Ismaël Haniyyeh, le Premier Ministre Hamas dans la bande de Gaza, a dit récemment qu’il était hors de question de considérer qui que ce soit d’autre qu’Israël comme ennemi, même si le pays est traité injustement (destruction des tunnels de contrebande par l’Egypte alors que la frontière est également fermée notamment).


Dans la vidéo ci-dessus, à la minute 1:40, un porte-parole du Hamas est interrogé par un présentateur égyptien de la chaîne Dream, qui lui dit en substance: « Tous ces Palestiniens arrêtés en Egypte, partisans de Morsi qui sont-ils? ». Le porte-parole, Moussa Abou Mazrouq, répond que : « Pas un seul membre du Hamas n’a été arrêté, tué ou blessé dans tous les événements récents en Egypte. [...] Notre seul ennemi est Israël et personne n’attaque ou ne dit un mot contre l’armée égyptienne. » L’hôte égyptien n’a pas l’air convaincu.

Quant à certaines mosquées de Gaza qui auraient pu inciter à voir d’un mauvais ½il la chasse aux islamistes en Egypte, rebaptisée chez les sympathisants islamistes « guerre contre l’islam », elles ont été priées de modérer les propos de leurs imams, afin de ne pas irriter davantage le voisin égyptien.

Gaza et l’Egypte, une histoire compliquée

L’Egypte administrait la bande de Gaza de 1948 à 1967.
Par la suite, les relations ont toujours été ambiguës entre l’Egypte et les Palestiniens: officiellement, les Egyptiens soutiennent complètement les Palestiniens. Officieusement, l’Egypte ne sait plus trop quoi faire, entre l’attentisme généralisé des pays arabes, et son propre traité de paix signé avec Israël, afin de récupérer le Sinaï, à la fin des années 1970.
Le Caire ne s’entend pas bien avec le Hamas, arrivé au pouvoir à Gaza en 2007. Pendant l’attaque israélienne « Plomb durci » de 2008-2009, l’Egypte avait complètement fermé sa frontière avec Gaza. Les Palestiniens les plus géographiquement proches de l’Egypte sont les Gazaouis. Les Palestiniens vivant en Egypte témoignent souvent ressentir un certain racisme, des préjugés venant des médias égyptiens: les Palestiniens essaieraient de profiter des autres Etats arabes, les Gazaouis seraient tous des terroristes qui en fait seraient alliés avec Israël (Hamas-Iran-Israël, combinaison infernale, l’Axe du mal version égyptienne).
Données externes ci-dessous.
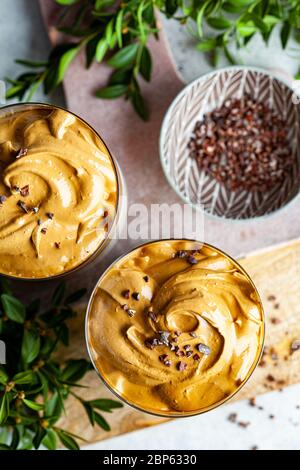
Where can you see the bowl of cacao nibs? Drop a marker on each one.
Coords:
(229, 143)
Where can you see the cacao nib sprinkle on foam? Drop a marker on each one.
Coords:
(243, 144)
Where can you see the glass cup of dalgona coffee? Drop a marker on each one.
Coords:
(175, 327)
(60, 192)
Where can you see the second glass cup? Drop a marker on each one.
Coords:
(175, 327)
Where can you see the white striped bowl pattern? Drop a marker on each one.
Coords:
(201, 96)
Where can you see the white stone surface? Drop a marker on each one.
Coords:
(22, 35)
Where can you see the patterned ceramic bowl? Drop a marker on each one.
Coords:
(203, 95)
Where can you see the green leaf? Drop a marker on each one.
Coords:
(75, 296)
(15, 438)
(271, 20)
(240, 3)
(105, 404)
(45, 386)
(59, 294)
(23, 377)
(64, 63)
(246, 29)
(228, 55)
(218, 22)
(39, 436)
(66, 2)
(31, 344)
(124, 57)
(101, 422)
(259, 23)
(206, 45)
(49, 440)
(101, 49)
(109, 31)
(5, 447)
(285, 33)
(231, 8)
(199, 18)
(90, 50)
(75, 370)
(146, 64)
(119, 27)
(13, 308)
(4, 408)
(33, 405)
(3, 376)
(67, 440)
(111, 92)
(53, 406)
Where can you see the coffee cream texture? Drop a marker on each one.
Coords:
(58, 191)
(208, 302)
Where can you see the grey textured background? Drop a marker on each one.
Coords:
(22, 35)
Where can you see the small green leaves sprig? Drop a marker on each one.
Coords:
(118, 32)
(34, 385)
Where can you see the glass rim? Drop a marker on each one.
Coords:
(172, 415)
(119, 182)
(164, 127)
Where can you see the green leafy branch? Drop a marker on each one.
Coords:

A l’époque du soulèvement contre Moubarak, la rhétorique officielle rejetait la responsabilité de l’agitation sociale à un complot entre l’Iran-Israël- Hamas-Hezbollah. Le Hamas était accusé d’avoir participé à l’évasion de prison des Frères musulmans, notamment Morsi et Chater. Aujourd’hui les mêmes accusations ont le vent en poupe dans tous les médias égyptiens.
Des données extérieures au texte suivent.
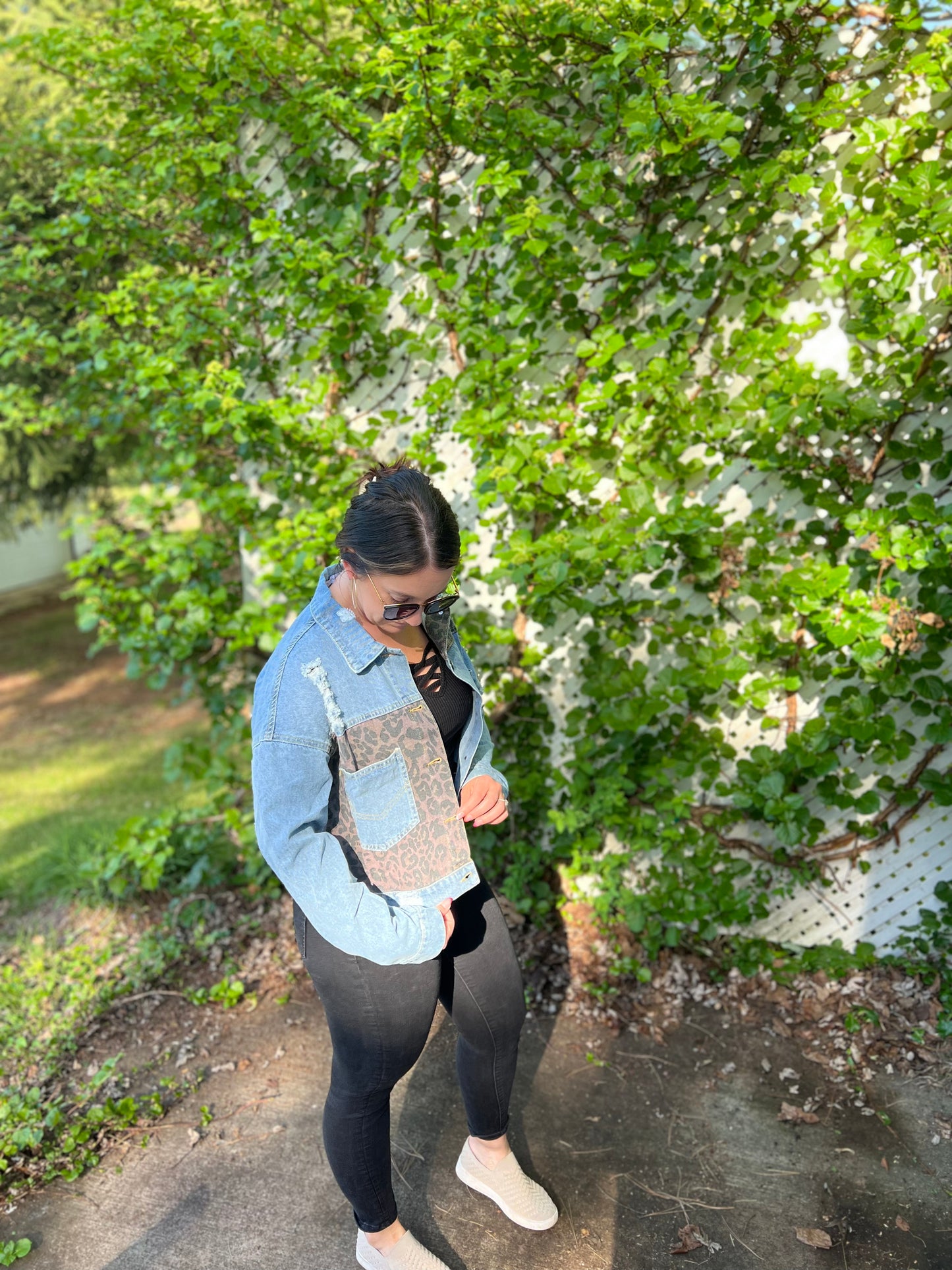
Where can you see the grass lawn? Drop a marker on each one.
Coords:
(80, 751)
Sous Mohamed Morsi, les relations diplomatiques se sont légèrement réchauffées, mais les analystes disaient que les Frères n’osaient pas trop en faire, de peur de s’attirer les foudres de la communauté internationale et davantage d’inimitié de la part des corps d’Etat. Lors de l’attaque israélienne de la fin 2012 sur Gaza, le premier ministre égyptien s’est tout de même rendu en personne dans le territoire palestinien.
L’armée s’était déjà mise à détruire les tunnels sous Morsi. Peut-être l’armée agissait peut-être de son propre chef, ou avait-elle ordre de faire quelque chose pour récupérer les responsables de l’attaque meurtrière contre des soldats égyptiens l’été 2012, juste après l’arrivée au pouvoir de Morsi. D’après les forces de sécurité égyptiennes, les coupables s’étaient réfugiés dans la bande de Gaza.

En tout cas la rhétorique égyptienne officielle d’aujourd’hui accuse Morsi d’avoir été trop proche de son allié islamiste le Hamas. Il aurait fourni gaz et électricité pour rien à la bande de Gaza, les coupures d’électricité, les pénuries de gaz, d’essence, en étaient prises pour preuve. Ajourd’hui après l’éviction de Morsi, il y a toujours des coupures d’électricité en Egypte, mais personne ne s’en soucie.